Creata la rete nazionale delle consigliere di parità Nel gruppo ristretto di lavoro anche la Pipponzi

Anche la Basilicata sarà protagonista nella lotta voluta dal Ministro Orlando alle stringenti problematiche delle discriminazioni di genere sul posto di lavoro

POTENZA. La Consigliera regionale di parità, Ivana Pipponzi, è stata inserita in un ristretto gruppo di lavoro che collaborerà con il ministero del Lavoro per rafforzare la rete delle Consigliere di parità e suggerire elementi di riforma per risolvere le criticità legate all’esercizio del ruolo, criticità evidenziate nel corso della conferenza nazionale del 13 maggio scorso. Nel corso della Conferenza sono emersi temi relativi all’attuazione del PNRR recentemente approvato, in particolare quelli volti al superamento del “gender gap” (differenza salariale tra uomo e donna), all’incremento dell’occupazione femminile quale parte della crescita del PIL nazionale, alla strutturazione stabile di supporti per la cura del carico familiare e all’incremento di forme di flessibilità del lavoro. Controverso il tema dello “smart working”, sostenuto da molte Consigliere quale forma possibile di flessibilità e fortemente criticato da altre in quanto emargina dal contesto lavorativo. Nasce dopo questo incontro su proposta del Ministro Orlando e la consigliera nazionale di Parità Bagni Cipriani la necessità di creare un gruppo ristretto di lavoro con consigliere che andranno a mettere mano sul piano normativo che istituisce la Consigliera di Parità per poter andare a trovare eventuali criticità e focalizzare meglio quelle che sono le attività di questa figura, purtroppo ancora poco conosciuta. Insomma, il ministro Orlando come annunciato già in diverse occasioni vuole puntare sulla parità di genere sradicandosi dai vecchi metodi e puntando maggiormente a far diventare una vera e propria “authority” la figura della Consigliera di Parità. La necessità di riconoscere centralità alle donne nel mondo del lavoro non è più da tempo una mera proclamazione di principio, ma è diventato un vero obbligo di legge.
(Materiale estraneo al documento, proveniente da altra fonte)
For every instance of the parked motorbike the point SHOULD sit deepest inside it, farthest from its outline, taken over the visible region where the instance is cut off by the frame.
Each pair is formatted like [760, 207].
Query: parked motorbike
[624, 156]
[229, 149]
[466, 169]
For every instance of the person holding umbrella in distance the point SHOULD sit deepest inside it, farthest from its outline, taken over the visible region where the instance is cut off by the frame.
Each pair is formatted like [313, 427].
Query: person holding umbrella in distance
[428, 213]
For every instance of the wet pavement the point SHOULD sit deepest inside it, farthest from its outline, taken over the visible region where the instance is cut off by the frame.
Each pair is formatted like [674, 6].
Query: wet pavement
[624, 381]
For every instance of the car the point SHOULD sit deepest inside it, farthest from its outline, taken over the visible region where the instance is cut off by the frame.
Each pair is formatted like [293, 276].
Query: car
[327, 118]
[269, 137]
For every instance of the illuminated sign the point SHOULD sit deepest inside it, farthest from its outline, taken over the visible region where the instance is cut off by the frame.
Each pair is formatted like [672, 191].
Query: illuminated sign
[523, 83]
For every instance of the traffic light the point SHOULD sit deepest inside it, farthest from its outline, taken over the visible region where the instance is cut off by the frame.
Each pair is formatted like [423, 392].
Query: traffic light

Alla osservanza di tale obbligo ci spingono le iniziative previste dal programma del Next generation Eu e da ultimo gli impegni assunti con il Pnrr.
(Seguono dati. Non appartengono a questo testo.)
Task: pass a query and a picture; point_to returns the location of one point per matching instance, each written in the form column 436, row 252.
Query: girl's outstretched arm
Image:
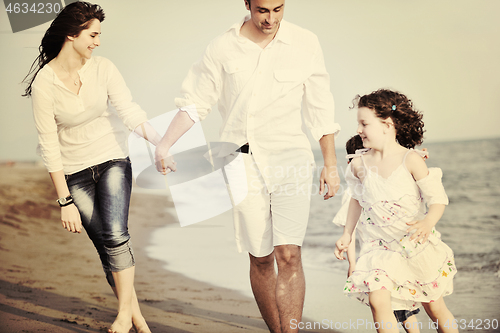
column 352, row 219
column 422, row 228
column 351, row 255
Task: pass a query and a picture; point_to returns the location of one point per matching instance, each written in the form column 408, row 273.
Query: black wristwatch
column 63, row 202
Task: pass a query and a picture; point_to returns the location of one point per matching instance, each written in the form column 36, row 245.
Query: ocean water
column 470, row 226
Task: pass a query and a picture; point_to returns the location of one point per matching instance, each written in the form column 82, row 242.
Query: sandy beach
column 52, row 281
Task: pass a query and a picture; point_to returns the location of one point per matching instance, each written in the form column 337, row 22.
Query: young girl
column 405, row 317
column 402, row 261
column 84, row 146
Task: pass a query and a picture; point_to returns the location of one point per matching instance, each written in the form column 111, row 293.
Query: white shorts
column 264, row 220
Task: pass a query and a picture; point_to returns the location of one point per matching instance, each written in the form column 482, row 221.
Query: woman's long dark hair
column 74, row 18
column 392, row 104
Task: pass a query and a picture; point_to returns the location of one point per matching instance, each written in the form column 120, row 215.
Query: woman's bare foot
column 140, row 325
column 120, row 326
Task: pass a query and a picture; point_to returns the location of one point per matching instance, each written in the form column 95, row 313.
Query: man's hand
column 342, row 245
column 330, row 177
column 423, row 230
column 70, row 219
column 164, row 161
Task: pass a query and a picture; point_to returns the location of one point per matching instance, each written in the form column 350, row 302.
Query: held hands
column 342, row 245
column 330, row 177
column 423, row 229
column 164, row 161
column 70, row 219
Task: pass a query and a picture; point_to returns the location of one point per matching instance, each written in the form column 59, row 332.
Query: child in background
column 405, row 317
column 402, row 261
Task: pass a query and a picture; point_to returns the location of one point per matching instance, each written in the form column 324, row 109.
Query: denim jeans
column 102, row 195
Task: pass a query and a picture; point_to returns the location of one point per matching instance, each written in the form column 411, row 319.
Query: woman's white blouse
column 78, row 131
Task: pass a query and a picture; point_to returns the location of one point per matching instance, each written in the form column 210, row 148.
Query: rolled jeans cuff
column 120, row 257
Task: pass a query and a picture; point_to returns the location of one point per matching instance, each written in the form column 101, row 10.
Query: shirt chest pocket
column 287, row 80
column 289, row 75
column 238, row 72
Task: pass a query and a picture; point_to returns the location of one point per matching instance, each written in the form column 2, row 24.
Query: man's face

Su oltre 180 consigliere di Parità, sia regionali che provinciali, sono state individuate poche rappresentanti tra cui anche la lucana Pipponzi. La scelta è stata fatta sulla base della rappresentanza territoriale e dell’esperienza maturata. La Consigliera nazionale, Francesca Bagni Cipriani, ha indicato come altre componenti del gruppo di lavoro le Consigliere Sonia Alvisi (Emilia Romagna), Flavia Ginevri (Roma), Do-menica Lomazzo (Campania), Maria Grazia Maestrelli (Toscana), Sandra Miotto (Veneto), Monica Paparelli (Umbria), Carolina Pellegri-ni (Lombardia), Susanna Pisano (Cagliari) e Tonia Stumpo (Calabria).

«Costituisce un motivo di grande orgoglio far parte del Gruppo di lavoro ministeriale afferma Pipponzi cercherò di dare il mio contributo come già fatto in sede di Conferenza nazionale, stante l’importanza del ruolo istituzionale delle Consigliere di parità, capaci di risolvere stragiudizialmente ed in via conciliativa le stringenti problematiche delle discriminazioni di genere sul posto di lavoro».